Although the use of Tversky metric allowed a higher penalty on the FP, a high FP rate (>5%) was still reported in all cases, indicating that accurately isolating the liver from surrounding tissue background is still a relatively challenging task for learning-based methods. It is also interesting to see that the overall performance of our method had no significant gain from introducing deep-supervision of the network training, except it might have helped to better regulate FP.

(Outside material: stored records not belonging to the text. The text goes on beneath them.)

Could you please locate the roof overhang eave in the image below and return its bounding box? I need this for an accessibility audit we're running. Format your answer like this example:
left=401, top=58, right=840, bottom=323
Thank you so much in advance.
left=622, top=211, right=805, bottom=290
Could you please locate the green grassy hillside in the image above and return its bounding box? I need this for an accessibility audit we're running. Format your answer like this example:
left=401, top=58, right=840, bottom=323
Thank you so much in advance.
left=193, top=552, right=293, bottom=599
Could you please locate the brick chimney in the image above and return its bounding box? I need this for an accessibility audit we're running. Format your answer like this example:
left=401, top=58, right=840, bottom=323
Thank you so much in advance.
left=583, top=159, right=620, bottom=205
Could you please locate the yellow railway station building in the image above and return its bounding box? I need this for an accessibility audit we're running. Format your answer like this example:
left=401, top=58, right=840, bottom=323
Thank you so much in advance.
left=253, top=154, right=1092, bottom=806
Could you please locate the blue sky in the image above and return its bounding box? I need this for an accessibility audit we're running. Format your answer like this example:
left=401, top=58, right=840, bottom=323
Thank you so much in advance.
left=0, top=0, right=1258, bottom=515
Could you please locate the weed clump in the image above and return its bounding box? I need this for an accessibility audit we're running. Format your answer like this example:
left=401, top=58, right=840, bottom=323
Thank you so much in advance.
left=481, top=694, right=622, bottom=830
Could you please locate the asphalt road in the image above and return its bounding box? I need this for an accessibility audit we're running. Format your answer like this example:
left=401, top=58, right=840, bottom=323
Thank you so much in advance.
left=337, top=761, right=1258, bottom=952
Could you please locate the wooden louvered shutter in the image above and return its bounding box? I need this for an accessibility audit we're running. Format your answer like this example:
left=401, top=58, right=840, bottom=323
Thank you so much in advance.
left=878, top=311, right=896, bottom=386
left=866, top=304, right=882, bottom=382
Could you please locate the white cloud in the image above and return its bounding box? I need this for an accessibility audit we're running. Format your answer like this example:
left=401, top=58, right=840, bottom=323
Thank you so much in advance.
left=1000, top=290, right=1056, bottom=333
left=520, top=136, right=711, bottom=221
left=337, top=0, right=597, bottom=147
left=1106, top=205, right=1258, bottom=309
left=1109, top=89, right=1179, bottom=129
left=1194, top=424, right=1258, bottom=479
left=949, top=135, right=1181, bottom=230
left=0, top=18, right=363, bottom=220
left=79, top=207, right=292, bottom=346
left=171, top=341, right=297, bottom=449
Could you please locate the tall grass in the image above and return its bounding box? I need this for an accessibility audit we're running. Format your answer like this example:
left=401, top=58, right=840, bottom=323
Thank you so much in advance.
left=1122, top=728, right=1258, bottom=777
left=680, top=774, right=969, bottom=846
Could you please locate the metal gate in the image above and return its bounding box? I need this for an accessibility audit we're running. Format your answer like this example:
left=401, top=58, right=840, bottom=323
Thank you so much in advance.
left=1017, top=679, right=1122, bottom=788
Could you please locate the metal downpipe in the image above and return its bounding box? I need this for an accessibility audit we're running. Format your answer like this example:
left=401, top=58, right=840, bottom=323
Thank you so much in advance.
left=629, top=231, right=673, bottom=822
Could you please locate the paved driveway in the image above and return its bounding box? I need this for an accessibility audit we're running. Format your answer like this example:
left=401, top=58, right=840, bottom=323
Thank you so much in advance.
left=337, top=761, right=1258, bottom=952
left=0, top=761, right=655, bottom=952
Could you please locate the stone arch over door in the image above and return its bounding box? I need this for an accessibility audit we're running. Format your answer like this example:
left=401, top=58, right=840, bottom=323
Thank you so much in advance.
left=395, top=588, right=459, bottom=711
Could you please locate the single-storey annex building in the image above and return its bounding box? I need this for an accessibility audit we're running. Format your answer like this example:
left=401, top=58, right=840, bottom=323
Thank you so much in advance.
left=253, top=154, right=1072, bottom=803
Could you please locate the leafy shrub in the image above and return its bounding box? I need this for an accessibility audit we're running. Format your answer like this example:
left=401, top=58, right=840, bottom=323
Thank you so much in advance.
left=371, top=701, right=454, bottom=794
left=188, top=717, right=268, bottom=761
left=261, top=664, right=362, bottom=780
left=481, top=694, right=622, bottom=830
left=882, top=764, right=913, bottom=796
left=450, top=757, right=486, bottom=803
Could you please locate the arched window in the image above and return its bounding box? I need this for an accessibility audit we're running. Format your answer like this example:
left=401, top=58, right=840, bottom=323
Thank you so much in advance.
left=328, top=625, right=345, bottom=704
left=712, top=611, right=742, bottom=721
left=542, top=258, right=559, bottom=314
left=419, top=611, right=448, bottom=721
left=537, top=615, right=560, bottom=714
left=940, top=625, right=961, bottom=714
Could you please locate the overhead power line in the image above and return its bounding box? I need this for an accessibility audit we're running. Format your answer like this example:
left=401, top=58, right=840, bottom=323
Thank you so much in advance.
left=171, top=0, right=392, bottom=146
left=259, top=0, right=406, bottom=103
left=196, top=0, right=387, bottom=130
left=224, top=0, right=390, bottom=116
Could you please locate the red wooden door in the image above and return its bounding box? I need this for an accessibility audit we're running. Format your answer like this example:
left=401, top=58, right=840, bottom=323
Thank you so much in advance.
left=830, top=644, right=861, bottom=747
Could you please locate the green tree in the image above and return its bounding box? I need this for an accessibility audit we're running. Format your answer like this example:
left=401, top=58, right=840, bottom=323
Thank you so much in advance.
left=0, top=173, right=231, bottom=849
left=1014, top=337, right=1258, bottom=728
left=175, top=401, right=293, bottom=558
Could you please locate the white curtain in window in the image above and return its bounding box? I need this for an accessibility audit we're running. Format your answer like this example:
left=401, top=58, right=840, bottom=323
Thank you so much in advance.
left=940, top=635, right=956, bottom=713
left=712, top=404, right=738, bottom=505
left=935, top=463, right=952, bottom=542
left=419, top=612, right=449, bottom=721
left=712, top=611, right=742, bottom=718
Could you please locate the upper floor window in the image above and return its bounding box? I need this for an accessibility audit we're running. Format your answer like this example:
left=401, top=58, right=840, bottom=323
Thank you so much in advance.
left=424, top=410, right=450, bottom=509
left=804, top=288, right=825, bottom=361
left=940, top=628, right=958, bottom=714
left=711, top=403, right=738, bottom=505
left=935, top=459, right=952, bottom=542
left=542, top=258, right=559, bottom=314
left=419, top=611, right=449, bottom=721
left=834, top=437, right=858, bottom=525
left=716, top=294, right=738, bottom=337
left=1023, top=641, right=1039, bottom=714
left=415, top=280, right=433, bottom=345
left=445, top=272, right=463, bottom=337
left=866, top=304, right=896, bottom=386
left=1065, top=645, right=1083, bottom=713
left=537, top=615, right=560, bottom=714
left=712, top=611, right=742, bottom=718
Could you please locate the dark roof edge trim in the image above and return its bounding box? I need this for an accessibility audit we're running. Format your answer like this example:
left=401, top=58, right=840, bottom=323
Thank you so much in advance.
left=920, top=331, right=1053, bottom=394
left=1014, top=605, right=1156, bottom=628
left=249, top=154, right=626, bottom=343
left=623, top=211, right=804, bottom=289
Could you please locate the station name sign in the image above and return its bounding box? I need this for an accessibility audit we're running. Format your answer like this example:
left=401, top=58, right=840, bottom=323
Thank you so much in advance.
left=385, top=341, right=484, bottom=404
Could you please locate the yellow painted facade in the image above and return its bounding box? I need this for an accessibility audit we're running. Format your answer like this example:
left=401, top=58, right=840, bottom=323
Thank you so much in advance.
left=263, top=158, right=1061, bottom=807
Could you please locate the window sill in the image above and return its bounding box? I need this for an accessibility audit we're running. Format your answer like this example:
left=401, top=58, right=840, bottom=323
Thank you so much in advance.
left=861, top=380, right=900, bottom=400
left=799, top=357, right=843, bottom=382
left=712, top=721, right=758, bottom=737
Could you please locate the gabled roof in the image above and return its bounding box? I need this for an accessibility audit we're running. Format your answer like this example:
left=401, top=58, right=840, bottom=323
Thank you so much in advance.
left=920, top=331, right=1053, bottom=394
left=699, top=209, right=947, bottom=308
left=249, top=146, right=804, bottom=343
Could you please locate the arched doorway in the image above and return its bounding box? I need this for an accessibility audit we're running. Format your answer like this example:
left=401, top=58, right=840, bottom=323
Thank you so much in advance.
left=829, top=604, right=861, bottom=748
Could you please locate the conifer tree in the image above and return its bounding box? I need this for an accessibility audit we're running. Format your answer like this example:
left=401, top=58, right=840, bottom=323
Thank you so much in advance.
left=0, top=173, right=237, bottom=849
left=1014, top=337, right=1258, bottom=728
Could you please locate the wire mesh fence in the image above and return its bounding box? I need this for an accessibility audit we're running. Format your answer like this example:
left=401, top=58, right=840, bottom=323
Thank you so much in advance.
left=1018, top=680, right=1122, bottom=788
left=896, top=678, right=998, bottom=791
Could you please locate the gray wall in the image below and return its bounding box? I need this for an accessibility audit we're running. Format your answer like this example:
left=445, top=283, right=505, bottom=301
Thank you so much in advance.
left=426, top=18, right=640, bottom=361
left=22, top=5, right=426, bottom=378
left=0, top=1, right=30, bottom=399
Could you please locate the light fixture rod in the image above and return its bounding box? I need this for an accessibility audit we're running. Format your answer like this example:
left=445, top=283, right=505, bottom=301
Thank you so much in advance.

The purposed method was implemented using Tensorflow. With an NVIDIA TITAN RTX GPU, the training for 500 echos took approximately 24 h. For a test image volume, each FCN produces a segmentation in 0.8 s.

4 Conclusion

In the context of liver segmentation in 3D MRI T2-weighted image volumes, we proposed a new learning based method that utilizes prior shape information and non-rigid registration to improve the segmentation accuracy. Our method achieved significantly better results than the competing binary classification based method in terms of Dice and HD. Particularly, our method substantially reduced the maximum surface distance errors in the most challenging regions such as the superior left liver lobe and the inferior right lobe. Our technique can be easily extended to segment other more complicated organs when a good image atlas is available. A more detailed comparison study between the proposed method and some of the existing SSM-based techniques is warranted in a future study.